Allerdings trug er auf der Brust ein Kreuz und einen Rosenkranz aus Olivenholz am Gürtel, was bei solchem Lumpengesindel, das normalerweise nur an Hexen und Zauberer glaubt, ziemlich ungewöhnlich ist.«
    Mazarin seufzte tief. »Fanatiker, die auf den Scheiterhaufen gehören; davon gibt es mehr, als man denkt. Ja, das ist möglich. Habt Ihr Spione in die vormals aufrührerischen Gruppierungen der Devoten eingeschleust?«
    Colbert nickte.
    »Sie sollen sich umhören. Die Jansenisten sind ja friedlich, aber   … Egal, sie werden
alle
dafür bezahlen. Denkt daran, den Vorstand der Klerusversammlung kommen zu lassen, damit wir die Angelegenheit offiziell regeln und die Kirche von den Sektierern säubern. Aber zuvor macht Euren Männern Dampf. Ihr habt bei Euren Ermittlungen freie Hand, Colbert«, erklärte Mazarin mit entschiedener Stimme, bemerkte aber sogleich das machtgierige, verschlagene Grinsen, das sich auf dem Gesicht seines Vertrauten zeigte. »Nur in
dieser
Angelegenheit habt Ihr freie Hand, Colbert   … Kommen wir nunzum Diebstahl. Ich will alles bis in alle Einzelheiten wissen, damit ich mir ein klares Bild von diesen Schändlichkeiten machen kann.«
    Colbert holte tief Luft, antwortete aber nicht.

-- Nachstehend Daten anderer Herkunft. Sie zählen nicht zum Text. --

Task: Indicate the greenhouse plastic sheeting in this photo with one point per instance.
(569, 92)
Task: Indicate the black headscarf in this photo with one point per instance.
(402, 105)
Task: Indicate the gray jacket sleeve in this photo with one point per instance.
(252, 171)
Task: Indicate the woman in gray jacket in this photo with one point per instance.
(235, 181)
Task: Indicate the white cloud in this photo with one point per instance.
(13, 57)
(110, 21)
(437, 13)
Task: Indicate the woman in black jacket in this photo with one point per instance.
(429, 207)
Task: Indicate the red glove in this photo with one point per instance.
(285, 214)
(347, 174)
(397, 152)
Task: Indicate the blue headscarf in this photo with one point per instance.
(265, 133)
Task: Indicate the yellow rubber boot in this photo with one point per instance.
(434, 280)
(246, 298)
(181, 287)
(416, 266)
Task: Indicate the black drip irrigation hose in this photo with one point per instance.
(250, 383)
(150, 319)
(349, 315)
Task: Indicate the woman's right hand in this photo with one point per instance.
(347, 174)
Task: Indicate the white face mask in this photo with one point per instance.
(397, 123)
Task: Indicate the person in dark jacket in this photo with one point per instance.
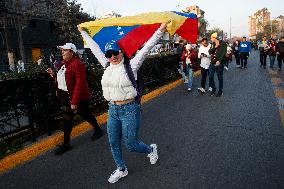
(218, 59)
(263, 51)
(272, 52)
(245, 48)
(189, 58)
(73, 93)
(280, 52)
(236, 48)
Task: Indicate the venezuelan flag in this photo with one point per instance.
(131, 32)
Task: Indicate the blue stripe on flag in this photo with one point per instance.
(107, 34)
(188, 15)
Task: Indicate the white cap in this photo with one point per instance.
(188, 46)
(70, 46)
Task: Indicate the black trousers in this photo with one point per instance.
(262, 57)
(237, 56)
(280, 59)
(68, 114)
(204, 73)
(244, 58)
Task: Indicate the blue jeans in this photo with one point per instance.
(272, 60)
(219, 70)
(123, 124)
(190, 77)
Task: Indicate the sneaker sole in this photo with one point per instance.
(118, 178)
(155, 148)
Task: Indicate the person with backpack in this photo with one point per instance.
(189, 58)
(205, 57)
(218, 52)
(263, 51)
(119, 89)
(272, 52)
(73, 94)
(236, 48)
(245, 48)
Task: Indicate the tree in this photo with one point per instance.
(65, 14)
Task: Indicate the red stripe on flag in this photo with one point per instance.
(134, 39)
(189, 30)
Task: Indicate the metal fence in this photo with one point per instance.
(29, 103)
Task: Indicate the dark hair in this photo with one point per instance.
(204, 39)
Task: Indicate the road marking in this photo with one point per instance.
(50, 142)
(279, 93)
(272, 72)
(276, 80)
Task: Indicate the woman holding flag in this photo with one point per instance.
(124, 110)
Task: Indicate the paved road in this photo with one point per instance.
(236, 141)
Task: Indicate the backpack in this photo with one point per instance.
(137, 84)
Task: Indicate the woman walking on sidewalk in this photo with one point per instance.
(124, 112)
(205, 57)
(189, 58)
(272, 52)
(73, 93)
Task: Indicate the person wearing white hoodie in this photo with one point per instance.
(124, 111)
(205, 57)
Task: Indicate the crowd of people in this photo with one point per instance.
(121, 90)
(216, 56)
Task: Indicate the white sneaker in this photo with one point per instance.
(116, 175)
(210, 89)
(154, 154)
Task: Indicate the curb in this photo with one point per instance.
(50, 142)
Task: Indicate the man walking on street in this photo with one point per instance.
(263, 50)
(218, 59)
(204, 55)
(245, 48)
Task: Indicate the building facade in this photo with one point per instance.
(27, 37)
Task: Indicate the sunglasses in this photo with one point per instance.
(110, 53)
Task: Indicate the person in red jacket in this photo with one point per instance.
(73, 93)
(189, 58)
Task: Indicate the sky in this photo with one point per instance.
(217, 13)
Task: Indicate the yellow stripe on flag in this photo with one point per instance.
(140, 19)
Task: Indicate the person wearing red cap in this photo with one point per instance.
(73, 93)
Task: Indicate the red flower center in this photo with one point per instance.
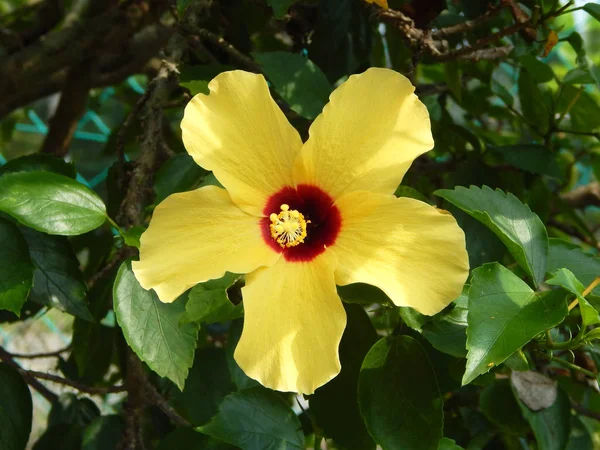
(323, 221)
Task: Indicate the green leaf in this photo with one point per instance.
(57, 280)
(568, 281)
(196, 78)
(256, 419)
(539, 71)
(69, 437)
(499, 405)
(104, 433)
(593, 9)
(241, 380)
(399, 396)
(452, 73)
(578, 76)
(178, 174)
(362, 293)
(297, 80)
(187, 439)
(16, 268)
(280, 7)
(132, 236)
(51, 203)
(584, 266)
(206, 386)
(513, 222)
(15, 410)
(152, 329)
(447, 332)
(503, 93)
(209, 303)
(448, 444)
(552, 425)
(531, 158)
(71, 410)
(505, 314)
(335, 405)
(533, 103)
(37, 162)
(583, 110)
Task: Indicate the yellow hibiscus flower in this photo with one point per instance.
(300, 218)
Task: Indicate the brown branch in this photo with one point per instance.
(74, 384)
(52, 354)
(70, 109)
(468, 25)
(31, 381)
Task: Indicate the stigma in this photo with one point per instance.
(288, 227)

    »Na los, Colbert, was ist?«, drängte Mazarin.
    »Eure Eminenz, es gibt da noch etwas, das schlimmer ist als der Brand und die Identität dieser Verbrecher   …«
    Mazarin erbleichte. »Was denn noch?«
    »Die Übeltäter, Eure Eminenz, hatten es nicht auf Eure Bibliothek und Eure Gemäldesammlung abgesehen, sondern auf Eure Privatgemächer.«
    Ungläubig starrte Mazarin seinen Vermögensverwalter an. Wilde Wut stieg in ihm auf, als er sich die Eindringlinge in den Wohnräumen seines Palais vorstellte, inmitten all der kostbaren Möbel, die er im Laufe seines Lebens gesammelt hatte. »Meine eigenen vier Wände!«, brüllte er. »Wie weit sind sie vorgedrungen? Doch wohl nicht bis in mein Schlafgemach?« Colbert schlug die Augen nieder.
    »Leider doch, Eure Eminenz. Und auch in Euer Privatkabinett. Dort befand sich Roze, als er von ihnen überfallen wurde.«
    Mazarins Gesicht hatte plötzlich alle Farbe verloren. Da Colbert fürchtete, dass der Kardinal einen Schwächeanfall erlitten hatte, wollte er sich erheben und Hilfe herbeirufen, doch Mazarin bedeutete ihm, sitzen zu bleiben. Er atmete tief durch.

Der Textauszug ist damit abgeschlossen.